L’Hostellerie de Plaisance, au pied du clocher de Saint-Émilion, est l’hôtel de Gérard Perse. J’ai bavardé avec lui peu avant le dîner magique à La Gaffelière. Il est aussi propriétaire de château Pavie qui eut l’honneur du classement du Grand Jury Européen pour l’année 2000. C’est dans la lettre que j’ai adressée aux lecteurs de mon bulletin. Le fait que son vin soit classé premier lui semble tout à fait naturel et destiné à se reproduire sur de nombreuses années. C’est une confiance à la Schumacher. Le chef de cet hôtel, Philippe Etchebest, meilleur ouvrier de France comme le fut Eric Fréchon, est un ami de Yannick Alléno, d’un gabarit plus rugbystique que lui. Il fit le délicieux repas au château La Gaffelière (voir bulletin 136), d’une sensibilité rare.
Evoquons un de ces moments forts que vous avez sans doute connus comme moi : des camions sont affectés au ramassage des containers permettant le tri sélectif des bouteilles et débris de verre. Un fonctionnaire municipal a déterminé qu’il ne faut pas déranger la circulation automobile diurne. Il s’agit de confort urbain. C’est à 6h15, quand les effluves de La Gaffelière 1904 caressent encore mes rêves, qu’on opère sous ma fenêtre. Un gyrophare donne à ma chambre des gaietés de carnaval, une discrète sirène mise en sourdine rappelle que le véhicule est important. Le verre qui change de réceptacle a un délicat bruit de coquilles d’huîtres qu’on jette dans un vide ordures. Je venais juste de m’endormir en un site merveilleux qui évoque les galanteries médiévales. Le geste par lequel j’entasse trois oreillers sur mon visage est serein, rassuré : je sais que l’Environnement est protégé. La défense de la planète est en marche. A toute heure.

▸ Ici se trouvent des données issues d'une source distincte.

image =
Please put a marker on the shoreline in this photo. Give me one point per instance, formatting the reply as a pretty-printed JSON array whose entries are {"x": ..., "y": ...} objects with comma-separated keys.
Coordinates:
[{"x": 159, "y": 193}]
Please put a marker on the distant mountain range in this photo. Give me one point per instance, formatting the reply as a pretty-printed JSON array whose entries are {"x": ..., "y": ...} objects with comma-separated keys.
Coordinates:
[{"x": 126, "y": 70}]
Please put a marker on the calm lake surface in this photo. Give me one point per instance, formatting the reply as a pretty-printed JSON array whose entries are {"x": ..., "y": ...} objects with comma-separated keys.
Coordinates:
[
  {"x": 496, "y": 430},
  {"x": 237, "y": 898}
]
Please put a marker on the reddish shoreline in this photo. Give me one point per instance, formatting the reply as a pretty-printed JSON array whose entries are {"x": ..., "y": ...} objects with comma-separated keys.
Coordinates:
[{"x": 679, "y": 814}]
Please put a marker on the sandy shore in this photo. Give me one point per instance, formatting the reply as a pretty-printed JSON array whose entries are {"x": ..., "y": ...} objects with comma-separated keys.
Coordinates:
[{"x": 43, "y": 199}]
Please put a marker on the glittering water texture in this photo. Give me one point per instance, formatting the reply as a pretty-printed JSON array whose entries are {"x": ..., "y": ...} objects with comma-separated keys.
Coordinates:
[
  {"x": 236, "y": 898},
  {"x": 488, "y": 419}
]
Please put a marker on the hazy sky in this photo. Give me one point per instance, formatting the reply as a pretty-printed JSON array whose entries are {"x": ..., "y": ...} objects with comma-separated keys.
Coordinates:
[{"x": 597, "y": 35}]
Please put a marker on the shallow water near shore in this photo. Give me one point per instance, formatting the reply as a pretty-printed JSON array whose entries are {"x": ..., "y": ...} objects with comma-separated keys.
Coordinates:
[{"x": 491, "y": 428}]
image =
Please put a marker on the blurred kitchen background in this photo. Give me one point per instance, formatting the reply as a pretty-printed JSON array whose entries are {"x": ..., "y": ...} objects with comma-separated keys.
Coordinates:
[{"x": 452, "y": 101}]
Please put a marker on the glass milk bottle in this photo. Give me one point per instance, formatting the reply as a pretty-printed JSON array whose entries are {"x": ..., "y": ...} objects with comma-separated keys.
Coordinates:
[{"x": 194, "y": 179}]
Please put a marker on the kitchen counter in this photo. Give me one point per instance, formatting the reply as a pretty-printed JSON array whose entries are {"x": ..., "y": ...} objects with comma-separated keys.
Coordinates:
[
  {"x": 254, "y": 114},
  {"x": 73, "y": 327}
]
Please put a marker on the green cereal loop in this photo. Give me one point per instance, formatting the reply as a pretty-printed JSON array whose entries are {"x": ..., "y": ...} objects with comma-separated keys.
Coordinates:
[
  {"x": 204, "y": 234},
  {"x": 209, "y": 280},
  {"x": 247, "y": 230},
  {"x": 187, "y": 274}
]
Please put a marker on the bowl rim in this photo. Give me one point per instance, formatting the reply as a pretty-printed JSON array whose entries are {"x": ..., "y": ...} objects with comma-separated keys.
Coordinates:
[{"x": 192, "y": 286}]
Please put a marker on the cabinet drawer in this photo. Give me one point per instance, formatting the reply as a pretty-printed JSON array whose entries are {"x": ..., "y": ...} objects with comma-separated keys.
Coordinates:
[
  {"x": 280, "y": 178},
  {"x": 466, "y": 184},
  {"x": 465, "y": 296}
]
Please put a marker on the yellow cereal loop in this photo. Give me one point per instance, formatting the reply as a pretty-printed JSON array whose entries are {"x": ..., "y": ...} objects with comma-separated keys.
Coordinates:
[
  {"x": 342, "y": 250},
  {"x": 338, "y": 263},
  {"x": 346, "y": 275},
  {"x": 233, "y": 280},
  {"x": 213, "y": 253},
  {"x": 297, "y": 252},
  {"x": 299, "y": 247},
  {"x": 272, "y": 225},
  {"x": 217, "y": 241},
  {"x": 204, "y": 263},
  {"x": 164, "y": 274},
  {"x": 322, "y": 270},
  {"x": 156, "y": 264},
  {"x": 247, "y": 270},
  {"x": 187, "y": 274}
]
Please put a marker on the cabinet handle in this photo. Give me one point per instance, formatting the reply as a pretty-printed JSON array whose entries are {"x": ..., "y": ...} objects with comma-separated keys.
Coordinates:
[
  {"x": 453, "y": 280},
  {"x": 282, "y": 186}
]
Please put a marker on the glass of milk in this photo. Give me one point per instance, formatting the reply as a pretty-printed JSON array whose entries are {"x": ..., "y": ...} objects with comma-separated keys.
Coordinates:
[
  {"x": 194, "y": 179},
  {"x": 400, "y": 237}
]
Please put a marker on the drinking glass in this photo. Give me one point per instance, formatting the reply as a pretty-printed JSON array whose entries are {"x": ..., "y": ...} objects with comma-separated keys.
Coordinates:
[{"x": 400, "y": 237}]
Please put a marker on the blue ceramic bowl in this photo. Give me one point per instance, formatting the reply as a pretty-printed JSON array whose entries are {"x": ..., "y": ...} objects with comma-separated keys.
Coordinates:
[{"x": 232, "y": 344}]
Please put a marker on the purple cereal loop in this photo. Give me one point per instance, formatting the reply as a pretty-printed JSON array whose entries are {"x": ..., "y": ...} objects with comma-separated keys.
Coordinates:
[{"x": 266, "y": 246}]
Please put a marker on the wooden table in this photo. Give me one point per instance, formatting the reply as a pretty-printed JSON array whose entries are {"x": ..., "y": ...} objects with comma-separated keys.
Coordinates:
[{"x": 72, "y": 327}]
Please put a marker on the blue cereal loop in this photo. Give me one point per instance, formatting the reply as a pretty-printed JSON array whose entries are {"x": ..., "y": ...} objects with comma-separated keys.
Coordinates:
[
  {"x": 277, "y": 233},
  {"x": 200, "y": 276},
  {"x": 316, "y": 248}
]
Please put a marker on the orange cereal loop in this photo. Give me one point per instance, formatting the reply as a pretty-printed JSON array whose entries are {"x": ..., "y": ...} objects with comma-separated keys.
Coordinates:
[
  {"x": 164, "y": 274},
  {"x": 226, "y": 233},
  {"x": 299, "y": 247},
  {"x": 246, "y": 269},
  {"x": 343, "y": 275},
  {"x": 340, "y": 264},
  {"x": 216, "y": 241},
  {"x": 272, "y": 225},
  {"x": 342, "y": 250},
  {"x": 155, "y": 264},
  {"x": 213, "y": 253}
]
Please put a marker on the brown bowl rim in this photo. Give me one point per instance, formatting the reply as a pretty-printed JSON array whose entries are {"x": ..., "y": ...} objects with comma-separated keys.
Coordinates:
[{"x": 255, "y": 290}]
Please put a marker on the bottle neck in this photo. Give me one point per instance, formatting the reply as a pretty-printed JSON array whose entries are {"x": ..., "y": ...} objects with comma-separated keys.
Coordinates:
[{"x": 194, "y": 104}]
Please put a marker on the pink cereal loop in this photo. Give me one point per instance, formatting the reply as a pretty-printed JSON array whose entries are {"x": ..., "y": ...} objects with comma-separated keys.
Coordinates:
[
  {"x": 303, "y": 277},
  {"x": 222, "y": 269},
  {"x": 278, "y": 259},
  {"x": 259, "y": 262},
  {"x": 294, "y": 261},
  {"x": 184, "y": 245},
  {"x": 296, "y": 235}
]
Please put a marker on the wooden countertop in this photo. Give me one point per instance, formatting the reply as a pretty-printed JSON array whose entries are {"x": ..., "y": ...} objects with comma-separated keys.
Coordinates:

Quand je suis réveillé, il est temps de prendre livraison des vins que j’ai dénichés dans une cave privée. Le prix offert avait plu à leur propriétaire au point que là où j’avais demandé qu’il choisisse six vins de bons niveaux de 1929, il m’en a donné douze. Pour le plaisir. Il siéra de lui rendre cette faveur sous une forme adaptée.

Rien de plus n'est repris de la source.